The computing engines in Portfolio Probe for random portfolios and for portfolio optimization mostly share the same basic elements. The algorithm is described as “genetic” but it really consists of three types of algorithms:
- simulated annealing
Some people would categorize it as a hybrid heuristic algorithm.
Genetic algorithms mimic the evolutionary process of living beings. There is a population of solutions, a mating process that produces new solutions based on combinations of the parent solutions, and a death process that determines which solutions remain in the population. The original genetic algorithm was egregiously inefficient, but algorithms that don’t try so hard to match biological systems can work well.
The basic idea of simulated annealing is to take random steps away from the best solution and move to a better solution if one is found. The search proceeds from around the new best solution. (A real description of simulated annealing is more complicated, but this description is quite accurate for what is done in Portfolio Probe. Technically what is described, and used in Portfolio Probe, is local search.)

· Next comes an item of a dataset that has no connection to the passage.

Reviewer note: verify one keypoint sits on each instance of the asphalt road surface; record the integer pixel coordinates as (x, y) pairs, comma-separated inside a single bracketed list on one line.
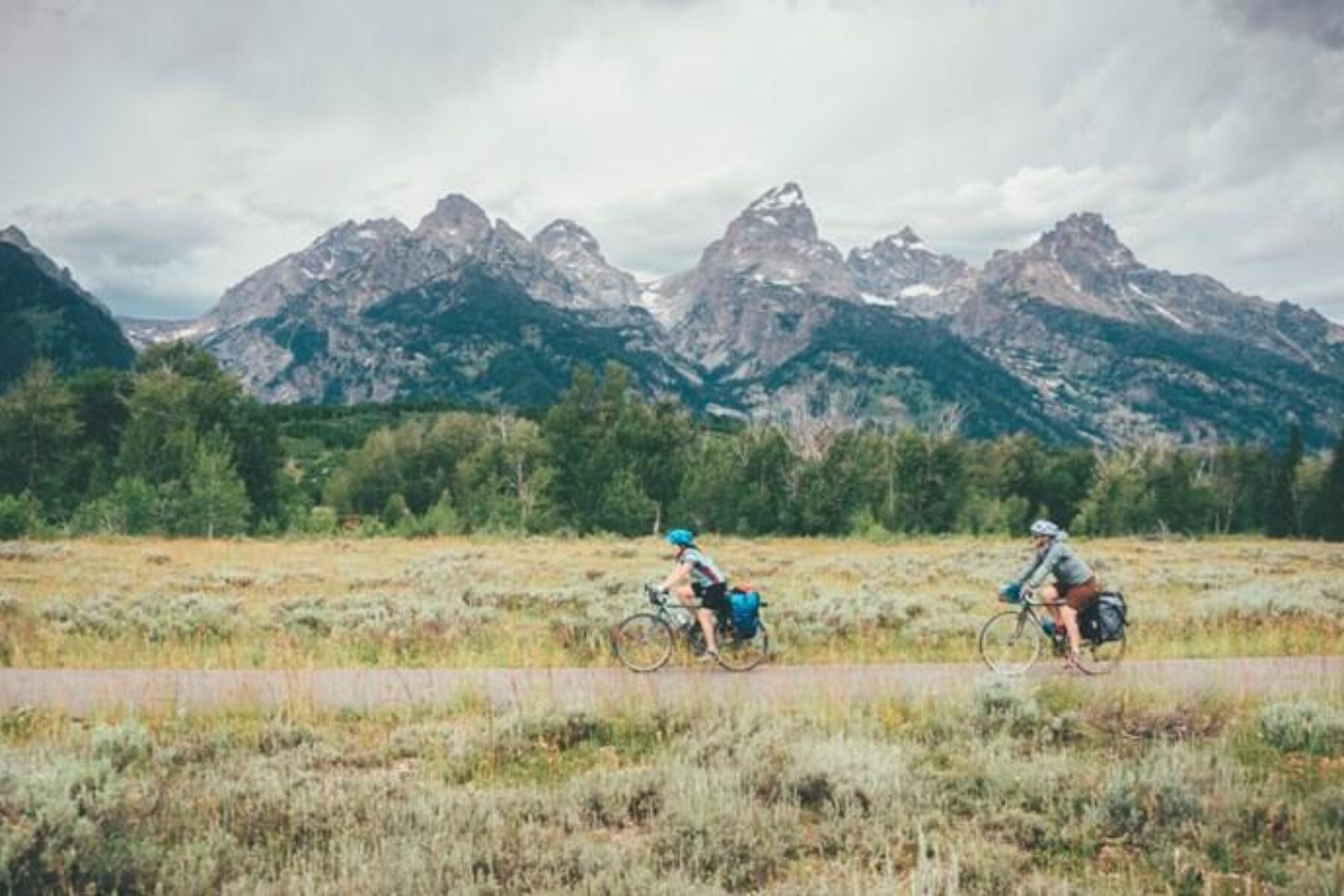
[(77, 691)]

The idea of greedy algorithms is that you move the solution to be as good as possible locally without worrying about the global implications. It can be proved for some problems that a greedy algorithm gets you to the global optimum. Portfolio optimization is not one of those problems.
One of the greedy algorithms used in Portfolio Probe is nicknamed “polishing”. This process tries to improve the amount of one particular asset in the trade while changing all of the others by roughly equal amounts in order to maintain the monetary constraints.
It is unlikely to be obvious what is being optimized when a random portfolio is being generated. A function is created that has a (positive) penalty for each constraint that is broken — the more the constraint is broken, the larger the penalty. A random portfolio is generated by minimizing that function. The minimum possible value is zero, meaning that all constraints are satisfied. Once a solution is found with zero penalties, that solution is saved as a random portfolio.
Some sort of random algorithm is mandatory for generating random portfolios. Advantages of this approach for portfolio optimization include:
- non-traditional utilities can be used, such as:
- minimize distance to a target portfolio
- maximize information ratio
- maximize mean-volatility utility
- flexible transaction costs are possible
Whatever the constraints and the utility, a genetic algorithm can cope.